America’s New Trade Hypocrisy

As the current “development round” of trade talks moves into its final stages, it is becoming increasingly clear that the goal of promoting development will not be served, and that the multilateral trade system will be undermined. Nowhere is this clearer than in a provision that is supposed to give the least developed countries almost duty-free access to developed countries’ markets.

A year ago, the leaders of the world’s richest countries committed themselves to alleviating the plight of the poorest. At Doha in November 2001, they pledged to give something more valuable than money: the opportunity for poor countries to sell their goods and earn their way out of poverty. With great fanfare, developed countries seemed for a while to be making good on their promise, as Europe extended the “Everything but Arms” initiative (EBA), under which it was unilaterally to open its markets to the poorest countries of the world.

The opening was less than it seemed.

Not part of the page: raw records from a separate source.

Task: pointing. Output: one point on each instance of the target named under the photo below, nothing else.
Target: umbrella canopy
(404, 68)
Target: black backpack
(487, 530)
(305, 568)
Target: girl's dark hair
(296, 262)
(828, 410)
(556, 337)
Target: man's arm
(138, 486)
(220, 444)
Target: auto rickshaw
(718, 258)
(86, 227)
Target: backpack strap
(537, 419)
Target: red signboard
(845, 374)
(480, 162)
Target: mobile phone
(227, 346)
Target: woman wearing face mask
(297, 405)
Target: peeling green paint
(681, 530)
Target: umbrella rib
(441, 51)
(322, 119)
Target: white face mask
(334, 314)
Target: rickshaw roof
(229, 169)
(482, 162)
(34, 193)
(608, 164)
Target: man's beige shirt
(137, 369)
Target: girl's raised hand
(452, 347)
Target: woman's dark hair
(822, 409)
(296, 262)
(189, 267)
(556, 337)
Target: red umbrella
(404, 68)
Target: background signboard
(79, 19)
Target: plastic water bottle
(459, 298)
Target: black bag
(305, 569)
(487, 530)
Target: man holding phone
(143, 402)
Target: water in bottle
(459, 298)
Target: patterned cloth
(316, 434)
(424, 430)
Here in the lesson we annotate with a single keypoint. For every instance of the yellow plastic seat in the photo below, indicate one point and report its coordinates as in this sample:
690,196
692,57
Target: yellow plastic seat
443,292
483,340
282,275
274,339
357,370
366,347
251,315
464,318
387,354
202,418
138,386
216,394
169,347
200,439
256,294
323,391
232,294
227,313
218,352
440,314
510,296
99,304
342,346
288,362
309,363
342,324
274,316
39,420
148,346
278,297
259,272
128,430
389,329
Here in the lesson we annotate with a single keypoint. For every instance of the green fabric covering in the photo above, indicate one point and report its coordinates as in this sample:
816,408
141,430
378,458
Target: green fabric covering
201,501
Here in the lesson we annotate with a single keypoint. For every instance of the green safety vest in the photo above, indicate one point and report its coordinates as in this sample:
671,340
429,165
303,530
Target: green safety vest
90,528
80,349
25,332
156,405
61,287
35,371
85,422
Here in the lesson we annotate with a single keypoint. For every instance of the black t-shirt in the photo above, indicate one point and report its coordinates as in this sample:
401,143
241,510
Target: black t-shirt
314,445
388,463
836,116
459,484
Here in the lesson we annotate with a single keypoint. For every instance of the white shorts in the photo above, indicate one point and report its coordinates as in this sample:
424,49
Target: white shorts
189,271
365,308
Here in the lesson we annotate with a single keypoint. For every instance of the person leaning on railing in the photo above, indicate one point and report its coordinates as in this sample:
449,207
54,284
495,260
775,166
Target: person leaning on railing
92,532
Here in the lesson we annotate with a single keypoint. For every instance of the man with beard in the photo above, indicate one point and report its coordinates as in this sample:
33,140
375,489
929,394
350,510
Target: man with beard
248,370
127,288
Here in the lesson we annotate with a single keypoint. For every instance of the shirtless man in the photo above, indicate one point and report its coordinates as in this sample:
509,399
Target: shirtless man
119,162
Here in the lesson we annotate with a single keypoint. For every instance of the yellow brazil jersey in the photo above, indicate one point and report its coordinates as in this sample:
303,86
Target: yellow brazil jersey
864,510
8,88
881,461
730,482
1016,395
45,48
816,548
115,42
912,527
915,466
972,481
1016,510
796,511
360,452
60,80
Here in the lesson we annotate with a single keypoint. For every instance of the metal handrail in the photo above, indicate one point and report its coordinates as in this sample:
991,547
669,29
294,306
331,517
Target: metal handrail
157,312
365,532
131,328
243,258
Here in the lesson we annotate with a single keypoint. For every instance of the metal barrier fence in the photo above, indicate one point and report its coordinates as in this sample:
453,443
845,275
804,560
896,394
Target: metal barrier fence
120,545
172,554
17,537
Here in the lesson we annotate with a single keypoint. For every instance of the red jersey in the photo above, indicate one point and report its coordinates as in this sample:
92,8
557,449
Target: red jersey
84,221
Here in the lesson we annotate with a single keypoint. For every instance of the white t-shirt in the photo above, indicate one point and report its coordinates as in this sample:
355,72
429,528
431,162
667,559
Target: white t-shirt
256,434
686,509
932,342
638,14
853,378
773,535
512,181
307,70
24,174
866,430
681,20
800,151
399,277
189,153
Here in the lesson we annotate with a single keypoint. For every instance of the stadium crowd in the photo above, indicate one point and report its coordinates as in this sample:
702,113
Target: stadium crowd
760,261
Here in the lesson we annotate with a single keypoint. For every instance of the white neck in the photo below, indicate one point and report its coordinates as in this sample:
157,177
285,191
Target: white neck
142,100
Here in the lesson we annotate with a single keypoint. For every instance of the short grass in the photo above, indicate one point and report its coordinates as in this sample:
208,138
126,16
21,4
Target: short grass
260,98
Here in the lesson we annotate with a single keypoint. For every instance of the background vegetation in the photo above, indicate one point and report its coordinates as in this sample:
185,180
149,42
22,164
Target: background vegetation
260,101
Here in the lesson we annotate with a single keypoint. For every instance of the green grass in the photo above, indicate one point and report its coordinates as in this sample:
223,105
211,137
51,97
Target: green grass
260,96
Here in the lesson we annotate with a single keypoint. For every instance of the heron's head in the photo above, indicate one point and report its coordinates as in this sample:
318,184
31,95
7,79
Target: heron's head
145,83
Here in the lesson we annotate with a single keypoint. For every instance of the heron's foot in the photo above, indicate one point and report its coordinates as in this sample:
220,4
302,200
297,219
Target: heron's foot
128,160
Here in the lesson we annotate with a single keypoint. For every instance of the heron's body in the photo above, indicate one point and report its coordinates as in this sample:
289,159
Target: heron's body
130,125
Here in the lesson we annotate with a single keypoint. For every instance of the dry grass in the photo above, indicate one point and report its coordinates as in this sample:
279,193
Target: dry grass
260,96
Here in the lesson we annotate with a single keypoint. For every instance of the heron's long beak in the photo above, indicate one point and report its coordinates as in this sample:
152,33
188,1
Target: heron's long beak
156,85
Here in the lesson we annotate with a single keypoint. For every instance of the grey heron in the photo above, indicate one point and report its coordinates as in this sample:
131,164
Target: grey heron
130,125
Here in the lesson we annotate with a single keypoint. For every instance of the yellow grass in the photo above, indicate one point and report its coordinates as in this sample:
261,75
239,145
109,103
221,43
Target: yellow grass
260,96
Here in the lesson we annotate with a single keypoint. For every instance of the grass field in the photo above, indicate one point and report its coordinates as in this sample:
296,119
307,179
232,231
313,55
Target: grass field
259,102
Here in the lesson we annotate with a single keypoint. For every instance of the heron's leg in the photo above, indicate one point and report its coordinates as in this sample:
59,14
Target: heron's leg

The devil is in the details, as many less developed countries discovered that EBA’s complicated rules of origin, together with supply-side constraints, meant that there was little chance for poor countries to export their newly liberalized products.

But the coup de grace was delivered by the world’s richest country, the United States, which once again decided to demonstrate its hypocrisy. The US ostensibly agreed to a 97% opening of its markets to the poorest countries. The developing countries were disappointed with the results of Europe’s EBA initiative, and Europe has responded by committing itself to dealing with at least part of the problem that arises from the rules of origin tests. America’s intention was, to the contrary, to seem to be opening up its markets, while doing nothing of the sort, for it appears to allow the US to select a different 3% for each country. The result is what is mockingly coming to be called the EBP initiative: developing countries will be allowed freely to export everything but what they produce. They can export jet engines, supercomputers, airplanes, computer chips of all kinds—just not textiles, agricultural products, or processed foods, the goods they can and do produce.